# Socializing with Tip and Tiny at Two Weeks



## aliceinwonderland (Dec 17, 2013)

Hi again folks! After losing Skip Friday, I'm pleased to say that Tip and Tiny are still doing well. Their eyes opened Sunday and it's too cute! They've also become quite active! I hold them against my chest when I check on them and Tip will scale right up my chest to nuzzle into my neck and hair. I sat Tiny on the bed to take a picture and before I could get it, she had zipped across the open space and snuggled into a blanket fold. 

Today is day sixteen for them by my count and I'm just wondering how much time I should be spending with them. If I had it my way, they'd be snuggled in my hoodie all day long but I know I can't keep them from Mamma that long. So far I've been limiting myself to about ten or fifteen minutes at a time.

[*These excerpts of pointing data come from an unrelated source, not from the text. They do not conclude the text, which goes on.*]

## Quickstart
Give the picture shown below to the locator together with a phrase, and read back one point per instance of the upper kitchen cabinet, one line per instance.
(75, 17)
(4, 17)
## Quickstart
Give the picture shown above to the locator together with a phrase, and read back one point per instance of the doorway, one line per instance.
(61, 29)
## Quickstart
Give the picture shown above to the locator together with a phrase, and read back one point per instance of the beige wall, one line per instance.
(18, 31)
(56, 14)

Is there anything in particular I should be exposing them to at this age or things I should start encouraging them to do? Can I start offering them baby food/other foods to begin the weaning process? Any and all advice on how to proceed henceforth is welcome!

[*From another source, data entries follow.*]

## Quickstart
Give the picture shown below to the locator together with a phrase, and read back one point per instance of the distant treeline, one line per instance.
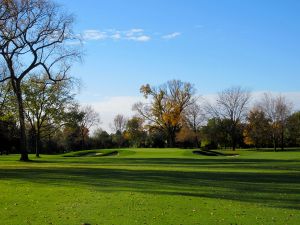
(171, 116)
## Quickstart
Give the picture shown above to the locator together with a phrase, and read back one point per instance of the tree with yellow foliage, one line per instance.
(166, 106)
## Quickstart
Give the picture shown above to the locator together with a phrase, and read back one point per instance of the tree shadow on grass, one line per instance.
(280, 190)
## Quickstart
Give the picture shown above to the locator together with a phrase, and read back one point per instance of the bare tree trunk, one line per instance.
(282, 140)
(37, 143)
(23, 140)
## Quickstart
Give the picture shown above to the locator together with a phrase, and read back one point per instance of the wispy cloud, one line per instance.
(94, 35)
(171, 36)
(142, 38)
(109, 107)
(135, 34)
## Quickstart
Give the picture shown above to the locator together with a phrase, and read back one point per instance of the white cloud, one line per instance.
(293, 97)
(135, 34)
(171, 36)
(142, 38)
(94, 35)
(109, 107)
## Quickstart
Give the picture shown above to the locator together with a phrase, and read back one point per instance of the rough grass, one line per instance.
(152, 186)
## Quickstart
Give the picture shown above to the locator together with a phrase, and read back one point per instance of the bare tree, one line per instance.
(45, 103)
(232, 105)
(119, 123)
(89, 119)
(277, 110)
(195, 116)
(33, 39)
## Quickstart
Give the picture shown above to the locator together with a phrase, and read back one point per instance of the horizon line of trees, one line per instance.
(172, 116)
(39, 113)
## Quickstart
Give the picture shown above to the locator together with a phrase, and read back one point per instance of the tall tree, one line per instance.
(33, 38)
(195, 116)
(166, 107)
(277, 110)
(257, 129)
(45, 104)
(119, 123)
(231, 105)
(89, 119)
(135, 132)
(293, 127)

Also, Mamma has been getting more aggressive lately for some reason. I've been working with her from day one sticking my fingers through the bars of the cage to greet her and she's always nibbled or licked at my finger. Lately she's been shoving at it with her little paws like she's trying to push me out and bites at my finger with increasing aggression if I don't take it out. She's even started snipping at my fingers when I'm reaching into the cage to clean up or move things around. I gave her nose a little bop and told her no the first time and when she did it again, I pulled her out and subjected her to scritches and snuggles for a few minutes before putting her back. After that she left me alone and even hopped out onto my hand later to try and get treats. I guess I need to start spending more time with her out of the cage as well but I'm not sure how long I should keep her away from the pups either. 

Thanks for reading guys! These pictures are a little blurry because Tip and Tiny are fast now, but here you go!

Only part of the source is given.